Over the past few weeks, I've had the privilege of talking with activists who are organizing carpools, buses, and van rides, participating in phonebanks, building Facebook events, drumming up press coverage, and working around-the-clock to organize their communities for the Washington, D.C., rally.
The goal of the rally was to demand that President Obama move America forward on climate in 2013 with decisive action to reduce dangerous carbon pollution, phase out carbon-intensive fossil fuels, and lead the way in promoting energy efficiency and clean-energy sources. The first steps he must take are to finalize strong carbon-pollution standards for power plants and reject the proposed Keystone XL tar sands pipeline.
John Bolenbaugh, a Navy veteran from Battle Creek, Michigan, will be participating in the rally. "I'm a different man than I used to be," John says. "I used to be just a normal union worker. I never thought I'd become an activist. But that all changed when I saw what these Big Oil companies were doing to my community."
In July 2010, a tar sands pipeline burst near Battle Creek, spilling more than a million gallons of oil into the Kalamazoo River. John worked for a Michigan-based company that was contracted by Enbridge, a Canadian tar sands oil company and the owner of the pipeline, to clean up the spill.
But after a few weeks on the job, John realized "they weren't cleaning up properly.

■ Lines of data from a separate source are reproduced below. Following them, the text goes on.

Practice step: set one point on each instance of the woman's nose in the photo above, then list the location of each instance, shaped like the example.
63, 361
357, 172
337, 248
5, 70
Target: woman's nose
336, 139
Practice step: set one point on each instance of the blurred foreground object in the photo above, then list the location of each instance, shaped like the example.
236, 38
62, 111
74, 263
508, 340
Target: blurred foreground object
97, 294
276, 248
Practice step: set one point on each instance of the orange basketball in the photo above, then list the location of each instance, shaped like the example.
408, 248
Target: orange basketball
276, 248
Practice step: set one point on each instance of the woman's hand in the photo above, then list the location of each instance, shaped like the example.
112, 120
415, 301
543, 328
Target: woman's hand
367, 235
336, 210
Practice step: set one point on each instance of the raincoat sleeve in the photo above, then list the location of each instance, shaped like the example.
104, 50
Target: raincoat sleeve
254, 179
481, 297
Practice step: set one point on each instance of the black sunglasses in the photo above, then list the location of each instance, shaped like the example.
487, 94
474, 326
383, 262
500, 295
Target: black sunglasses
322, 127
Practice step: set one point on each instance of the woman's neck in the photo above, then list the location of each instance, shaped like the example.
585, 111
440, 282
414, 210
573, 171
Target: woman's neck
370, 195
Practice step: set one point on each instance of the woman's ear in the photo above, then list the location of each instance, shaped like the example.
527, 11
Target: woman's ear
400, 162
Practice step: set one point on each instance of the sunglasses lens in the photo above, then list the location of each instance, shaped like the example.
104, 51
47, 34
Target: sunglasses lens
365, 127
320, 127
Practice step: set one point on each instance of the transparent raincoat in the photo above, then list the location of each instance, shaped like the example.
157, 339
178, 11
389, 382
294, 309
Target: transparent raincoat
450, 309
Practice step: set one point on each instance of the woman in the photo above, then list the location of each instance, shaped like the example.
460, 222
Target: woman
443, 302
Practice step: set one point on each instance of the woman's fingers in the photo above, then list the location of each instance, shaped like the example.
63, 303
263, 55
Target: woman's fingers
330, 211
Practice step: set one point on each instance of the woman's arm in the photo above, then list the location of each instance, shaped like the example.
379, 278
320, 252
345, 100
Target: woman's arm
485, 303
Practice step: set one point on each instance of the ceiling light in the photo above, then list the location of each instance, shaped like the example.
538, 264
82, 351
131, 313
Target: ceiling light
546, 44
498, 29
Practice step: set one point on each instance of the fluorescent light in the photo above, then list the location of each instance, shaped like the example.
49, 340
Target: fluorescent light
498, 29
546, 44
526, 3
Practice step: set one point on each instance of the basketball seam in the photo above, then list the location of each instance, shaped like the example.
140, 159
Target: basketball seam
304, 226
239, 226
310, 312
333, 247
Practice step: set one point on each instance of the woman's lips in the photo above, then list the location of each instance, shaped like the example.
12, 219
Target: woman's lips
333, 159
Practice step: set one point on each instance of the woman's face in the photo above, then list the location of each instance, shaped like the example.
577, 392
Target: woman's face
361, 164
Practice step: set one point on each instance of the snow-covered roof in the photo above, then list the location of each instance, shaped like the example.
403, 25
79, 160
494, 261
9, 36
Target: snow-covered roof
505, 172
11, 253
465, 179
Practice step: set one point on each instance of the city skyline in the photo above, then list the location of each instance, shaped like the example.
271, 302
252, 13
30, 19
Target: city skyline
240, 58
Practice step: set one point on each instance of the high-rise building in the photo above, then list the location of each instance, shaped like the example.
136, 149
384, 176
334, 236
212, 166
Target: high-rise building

Oil was being buried instead of cleaned up. And all that oil that was being buried could drip down into the groundwater. All these chemicals could make us sick."

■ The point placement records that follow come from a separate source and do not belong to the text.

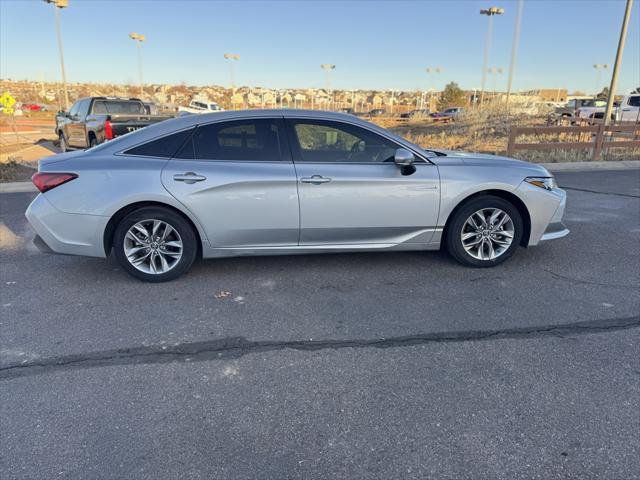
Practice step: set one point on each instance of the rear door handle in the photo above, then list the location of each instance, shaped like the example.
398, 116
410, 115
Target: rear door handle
189, 177
315, 179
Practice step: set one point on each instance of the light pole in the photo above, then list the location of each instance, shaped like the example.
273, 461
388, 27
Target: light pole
514, 48
430, 71
599, 67
58, 5
138, 38
489, 12
494, 71
328, 68
616, 65
233, 57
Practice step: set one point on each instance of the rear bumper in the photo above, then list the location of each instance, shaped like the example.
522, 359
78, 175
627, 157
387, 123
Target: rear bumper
66, 233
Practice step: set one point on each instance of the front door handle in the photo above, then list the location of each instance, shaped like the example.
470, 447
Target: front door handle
189, 177
315, 179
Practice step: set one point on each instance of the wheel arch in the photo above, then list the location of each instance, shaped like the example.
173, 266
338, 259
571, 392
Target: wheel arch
505, 195
115, 219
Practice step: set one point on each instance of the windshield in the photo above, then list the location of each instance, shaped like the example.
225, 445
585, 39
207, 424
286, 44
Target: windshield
124, 106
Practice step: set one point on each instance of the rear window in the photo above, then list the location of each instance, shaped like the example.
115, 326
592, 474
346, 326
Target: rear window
164, 147
115, 106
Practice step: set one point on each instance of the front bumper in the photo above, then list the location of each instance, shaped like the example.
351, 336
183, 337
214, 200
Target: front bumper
555, 230
67, 233
546, 209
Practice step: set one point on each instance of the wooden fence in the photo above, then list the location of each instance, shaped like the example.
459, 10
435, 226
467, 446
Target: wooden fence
600, 137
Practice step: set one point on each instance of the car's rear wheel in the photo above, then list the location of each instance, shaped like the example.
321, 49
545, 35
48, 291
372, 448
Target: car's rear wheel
484, 232
155, 244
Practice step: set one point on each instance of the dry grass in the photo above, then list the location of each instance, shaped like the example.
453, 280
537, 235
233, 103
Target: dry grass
487, 131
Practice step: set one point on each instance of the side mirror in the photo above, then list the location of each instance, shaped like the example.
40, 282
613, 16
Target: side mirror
404, 159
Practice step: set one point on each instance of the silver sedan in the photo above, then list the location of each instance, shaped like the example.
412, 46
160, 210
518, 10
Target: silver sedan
274, 182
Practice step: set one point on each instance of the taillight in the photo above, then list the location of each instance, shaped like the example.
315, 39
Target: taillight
45, 181
108, 131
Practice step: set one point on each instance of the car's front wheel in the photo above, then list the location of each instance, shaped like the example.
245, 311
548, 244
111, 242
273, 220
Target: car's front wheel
155, 244
62, 142
484, 232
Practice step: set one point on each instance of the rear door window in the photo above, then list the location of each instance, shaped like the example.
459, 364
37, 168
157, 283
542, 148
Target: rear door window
321, 141
248, 140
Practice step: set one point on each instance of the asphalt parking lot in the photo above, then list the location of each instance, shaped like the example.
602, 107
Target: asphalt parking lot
385, 365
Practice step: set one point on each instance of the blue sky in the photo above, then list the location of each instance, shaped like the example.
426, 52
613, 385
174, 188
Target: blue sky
374, 44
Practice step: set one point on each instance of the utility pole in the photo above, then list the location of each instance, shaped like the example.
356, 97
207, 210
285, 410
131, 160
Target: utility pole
138, 38
494, 71
233, 57
514, 48
57, 6
328, 68
598, 67
430, 71
489, 12
616, 65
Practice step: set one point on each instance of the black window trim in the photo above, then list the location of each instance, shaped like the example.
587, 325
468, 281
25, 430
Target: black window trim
283, 141
421, 159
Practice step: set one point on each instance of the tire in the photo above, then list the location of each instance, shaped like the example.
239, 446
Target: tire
63, 143
494, 245
156, 260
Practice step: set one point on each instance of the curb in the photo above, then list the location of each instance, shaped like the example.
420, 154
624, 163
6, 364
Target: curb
24, 187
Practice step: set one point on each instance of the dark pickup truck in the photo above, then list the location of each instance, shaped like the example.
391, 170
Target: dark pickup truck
94, 120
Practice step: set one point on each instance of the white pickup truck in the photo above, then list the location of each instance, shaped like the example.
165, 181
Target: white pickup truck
627, 111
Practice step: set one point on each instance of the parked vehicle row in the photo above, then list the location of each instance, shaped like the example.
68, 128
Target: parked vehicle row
627, 110
93, 120
265, 182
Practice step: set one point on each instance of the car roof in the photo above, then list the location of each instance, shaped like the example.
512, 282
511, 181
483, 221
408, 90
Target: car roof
176, 124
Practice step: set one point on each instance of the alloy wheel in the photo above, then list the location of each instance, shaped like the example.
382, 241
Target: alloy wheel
487, 233
153, 246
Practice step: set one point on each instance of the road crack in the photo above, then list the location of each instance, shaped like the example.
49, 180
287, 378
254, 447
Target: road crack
586, 190
235, 347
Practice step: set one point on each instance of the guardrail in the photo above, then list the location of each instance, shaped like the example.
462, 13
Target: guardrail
601, 137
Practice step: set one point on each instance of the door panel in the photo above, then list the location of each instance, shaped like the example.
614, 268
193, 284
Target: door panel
239, 204
234, 182
367, 203
351, 191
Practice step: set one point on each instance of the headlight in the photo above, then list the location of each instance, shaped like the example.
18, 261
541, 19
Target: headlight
548, 183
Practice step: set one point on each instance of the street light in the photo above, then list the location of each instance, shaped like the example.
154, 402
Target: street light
138, 38
489, 12
430, 71
234, 57
328, 68
599, 67
59, 4
514, 48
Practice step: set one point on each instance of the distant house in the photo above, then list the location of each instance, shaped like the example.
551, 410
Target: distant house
550, 94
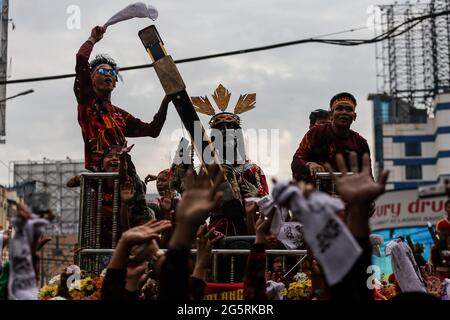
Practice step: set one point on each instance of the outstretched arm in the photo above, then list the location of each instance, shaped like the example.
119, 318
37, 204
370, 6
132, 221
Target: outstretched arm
137, 128
300, 166
83, 83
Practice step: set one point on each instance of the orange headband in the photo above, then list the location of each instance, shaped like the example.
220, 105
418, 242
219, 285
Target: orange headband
345, 100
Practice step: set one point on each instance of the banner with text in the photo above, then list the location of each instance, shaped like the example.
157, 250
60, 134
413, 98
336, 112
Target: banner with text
397, 209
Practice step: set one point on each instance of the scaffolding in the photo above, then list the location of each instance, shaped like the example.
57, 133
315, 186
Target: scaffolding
414, 66
45, 182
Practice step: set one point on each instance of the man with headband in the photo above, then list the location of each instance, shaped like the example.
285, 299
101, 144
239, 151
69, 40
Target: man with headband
103, 124
322, 142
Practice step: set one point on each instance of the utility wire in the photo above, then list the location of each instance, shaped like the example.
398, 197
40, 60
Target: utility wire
392, 33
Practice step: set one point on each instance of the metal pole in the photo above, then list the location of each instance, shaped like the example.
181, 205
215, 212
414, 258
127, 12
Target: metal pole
3, 66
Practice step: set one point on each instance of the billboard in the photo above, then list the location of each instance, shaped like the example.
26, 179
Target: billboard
403, 208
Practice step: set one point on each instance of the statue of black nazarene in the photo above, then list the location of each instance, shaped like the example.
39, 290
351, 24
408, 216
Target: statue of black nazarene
244, 178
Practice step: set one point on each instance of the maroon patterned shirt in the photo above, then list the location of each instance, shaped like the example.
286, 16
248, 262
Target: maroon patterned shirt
321, 145
103, 124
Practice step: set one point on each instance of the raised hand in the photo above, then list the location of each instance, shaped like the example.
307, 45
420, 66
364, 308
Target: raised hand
205, 242
358, 188
127, 192
248, 190
150, 178
314, 168
262, 227
199, 197
145, 233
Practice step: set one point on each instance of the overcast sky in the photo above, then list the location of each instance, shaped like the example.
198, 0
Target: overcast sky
289, 82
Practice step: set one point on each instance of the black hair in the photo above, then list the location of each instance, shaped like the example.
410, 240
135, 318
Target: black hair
318, 114
342, 95
106, 152
102, 59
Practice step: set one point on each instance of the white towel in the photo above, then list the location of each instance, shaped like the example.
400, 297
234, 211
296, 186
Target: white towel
405, 267
291, 235
329, 239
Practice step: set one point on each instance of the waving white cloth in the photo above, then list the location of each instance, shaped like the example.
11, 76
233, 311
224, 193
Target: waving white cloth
291, 235
405, 267
135, 10
22, 278
274, 290
266, 205
329, 239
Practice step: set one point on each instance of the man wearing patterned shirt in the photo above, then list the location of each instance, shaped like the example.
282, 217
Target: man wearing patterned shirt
103, 124
322, 142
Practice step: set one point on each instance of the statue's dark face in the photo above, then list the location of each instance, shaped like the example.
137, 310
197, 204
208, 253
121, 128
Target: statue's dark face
231, 148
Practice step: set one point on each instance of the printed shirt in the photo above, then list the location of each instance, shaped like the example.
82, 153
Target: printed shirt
103, 124
443, 224
321, 145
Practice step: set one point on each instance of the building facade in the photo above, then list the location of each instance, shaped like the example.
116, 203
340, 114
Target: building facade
418, 153
415, 148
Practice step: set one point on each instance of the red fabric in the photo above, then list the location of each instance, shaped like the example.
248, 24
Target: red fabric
321, 145
103, 124
443, 224
255, 174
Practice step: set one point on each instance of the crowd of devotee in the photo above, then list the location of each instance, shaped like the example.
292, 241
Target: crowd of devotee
164, 249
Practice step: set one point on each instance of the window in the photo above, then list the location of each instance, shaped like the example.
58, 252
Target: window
413, 172
413, 149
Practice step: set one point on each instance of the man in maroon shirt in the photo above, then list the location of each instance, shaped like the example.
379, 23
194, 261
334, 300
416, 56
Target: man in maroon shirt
103, 124
322, 142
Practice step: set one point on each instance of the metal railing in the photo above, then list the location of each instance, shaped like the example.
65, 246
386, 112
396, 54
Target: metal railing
215, 254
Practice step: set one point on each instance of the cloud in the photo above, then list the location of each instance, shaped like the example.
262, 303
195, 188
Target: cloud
290, 82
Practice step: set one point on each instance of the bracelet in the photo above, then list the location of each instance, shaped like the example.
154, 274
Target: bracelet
158, 254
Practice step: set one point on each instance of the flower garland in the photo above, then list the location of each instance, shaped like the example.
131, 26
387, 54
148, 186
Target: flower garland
300, 289
87, 288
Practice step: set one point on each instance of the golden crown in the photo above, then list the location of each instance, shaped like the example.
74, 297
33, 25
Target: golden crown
222, 96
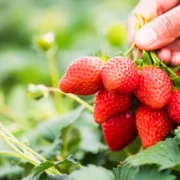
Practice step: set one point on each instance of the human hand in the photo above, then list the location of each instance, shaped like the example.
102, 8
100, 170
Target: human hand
161, 33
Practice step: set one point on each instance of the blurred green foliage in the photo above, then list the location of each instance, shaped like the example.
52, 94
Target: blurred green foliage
80, 28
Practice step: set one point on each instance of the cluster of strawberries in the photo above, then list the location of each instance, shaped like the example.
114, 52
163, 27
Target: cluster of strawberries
118, 83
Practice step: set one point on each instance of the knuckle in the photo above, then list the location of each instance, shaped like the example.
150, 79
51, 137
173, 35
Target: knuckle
166, 24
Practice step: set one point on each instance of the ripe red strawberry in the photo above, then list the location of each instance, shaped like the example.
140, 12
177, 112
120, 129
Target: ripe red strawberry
108, 104
154, 87
83, 76
178, 72
120, 75
120, 131
153, 125
173, 106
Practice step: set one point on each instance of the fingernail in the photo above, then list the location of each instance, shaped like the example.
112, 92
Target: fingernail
145, 37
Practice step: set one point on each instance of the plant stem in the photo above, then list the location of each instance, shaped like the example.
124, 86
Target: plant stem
9, 153
76, 98
156, 60
130, 49
136, 55
7, 112
54, 80
9, 138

John lodged complaints with the EPA, Enbridge, and his local employer about seeing the oil being buried. "No one would do anything about it," he says. "One night, I came to Enbridge and said, 'I live here, and I don't want to see this happen. Kids are swimming in the river.' The next day my boss let me go. It was a good job, and the economy is bad in Michigan. But I couldn't sleep at night, seeing all this happen."
Since losing his job, John has become an outspoken opponent of the Keystone pipeline, which would stretch 1,700 miles across American six states, carrying up to 830,000 barrels per day of toxic tar sands crude. And he is among the tens of thousands of people demanding that President Obama reject TransCanada's permits for the pipeline. Tar sands crude is the dirtiest oil on earth, with more heavy metals and cancer-causing toxins than conventional oil, and a production process that creates up to three times more climate-disrupting pollution. Tar sands pipelines are dangerous -- an earlier TransCanada pipeline suffered 14 spills in its first 12 months of operation.John says he's traveling to Washington, D.C., to tell President Obama:
"I've seen the damage from a tar sands oil spill. It's killed people and poisoned our water and land. If you allow this pipeline to be built, Mr. President, it will happen again. There will be a spill along the pipeline route, and it could be above the aquifer that gives us 30 percent of our water in the Midwest. We can't let this happen."
John's voice -- along with those of the New York college student, the Santa Barbara churchgoer, the Texan environmental justice activist, and the Nebraska grandmother -- rang out loud and clear on February 17. President Obama must lead our nation in the transition to a clean-energy economy that will create jobs, clean our air and water, protect our wild places, and improve our health. It's time to move America Forward on Climate.